Health and Fitness: Bikram Yoga - Hot Stuff

By Carina Snowden (

Even though the world population has shifted from mainly rural to mainly urban in the last decade, there are still lots of folks like me who live in the sticks. Doing things like taking a yoga class becomes a different thing in our case from driving to the neighborhood gym. Since I live 40 miles from the nearest town large enough for yoga studios, when I decided to take a class, I was more interested in the schedule than I was the type of yoga. I couldn't afford to be picky if I preferred not to wait around for a couple hours after getting off work. So I looked in the phone book, and didn't pay attention to anything but the schedule. There it was: M-W-F at 4:00. Perfect. I don't know what rock I'd been living under, but the word "Bikram" writ large across the ad in the yellow pages didn't trigger the term 'hot yoga' in my mind, and that left me in for a big surprise.

I showed up with a comfy pair of sweatpants and a long- sleeved t-shirt. As the woman at the desk was giving me a little orientation information - explaining that the room was heated to about 100 degrees Fahrenheit - I realized that my concept of yoga clothes weren't going to work here. Apparently, I wasn't the first to make this error. Susie told me they had loaners.

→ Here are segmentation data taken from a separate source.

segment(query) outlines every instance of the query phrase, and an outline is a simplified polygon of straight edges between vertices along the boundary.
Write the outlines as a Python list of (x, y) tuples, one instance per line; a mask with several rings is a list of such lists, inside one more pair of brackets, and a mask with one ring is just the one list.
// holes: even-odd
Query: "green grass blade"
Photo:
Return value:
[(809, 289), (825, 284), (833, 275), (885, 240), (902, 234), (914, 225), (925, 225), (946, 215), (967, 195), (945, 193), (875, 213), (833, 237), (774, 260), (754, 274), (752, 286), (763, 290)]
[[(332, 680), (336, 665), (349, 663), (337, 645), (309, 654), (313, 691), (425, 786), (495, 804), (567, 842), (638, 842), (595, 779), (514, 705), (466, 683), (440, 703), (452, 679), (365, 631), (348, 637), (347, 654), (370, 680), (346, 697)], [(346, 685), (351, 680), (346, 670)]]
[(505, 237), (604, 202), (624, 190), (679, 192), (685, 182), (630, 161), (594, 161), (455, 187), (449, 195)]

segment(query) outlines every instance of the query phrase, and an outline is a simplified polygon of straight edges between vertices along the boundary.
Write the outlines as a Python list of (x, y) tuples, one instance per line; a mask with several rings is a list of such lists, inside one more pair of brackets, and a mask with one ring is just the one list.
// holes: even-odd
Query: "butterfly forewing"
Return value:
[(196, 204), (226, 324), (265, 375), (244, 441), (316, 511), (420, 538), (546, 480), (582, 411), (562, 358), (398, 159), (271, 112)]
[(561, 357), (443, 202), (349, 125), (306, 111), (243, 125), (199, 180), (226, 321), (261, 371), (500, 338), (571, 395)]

Now, it's been a while since the last time I wore hot-pants, so when she handed me the little scrap of shorts, I thought, "No way." She said, "Trust me, you'll fit right in."

As she continued with the orientation information, I began to feel I was being given a series of warnings. "We encourage our students not to push too hard during your first time in class. All we ask is that you do your best to stay in the room for the whole session." Huh? Was this yoga? I'd seen pictures, and I was pretty sure I wasn't going to be able to balance on one leg and hold the other one above my head on my first attempt - but I had also felt pretty sure I could stretch and bend for the next hour and half with out feeling desperate to run out of the room.

Her next suggestion: "OK, I see you brought a bottle of water. That's good, but you'll be tempted to drink a lot, and I recommend you just drink sips - not too much at a time." Hmm. What was I getting into here? It sounded like I was facing some kind of ordeal - not what I had in mind at all since I was thinking of yoga as a peaceful, low- impact way just to stretch and keep my aging body flexible and strong.

Once I was dressed in the little bit of shorts, I opened the door to the yoga studio and was met with a rush of hot, stultifying air. Oh goody. I walked to an open space, spread my mat, lay on my back, and understood exactly what she meant by asking me to at least stay in the room. I was already dripping sweat, and we hadn't even begun the class.

After an hour and a half and going twice through the 26 postures, I was indeed still in the studio. The instructor had created a non-competitive and supportive experience, completely guiding us to go to our personal limit, yet not by engaging in struggle. I was exhilarated. When class was done, I lay on my mat with my eyes closed. I felt peaceful and yet energized in the still very hot room, and I knew I'd be back for more.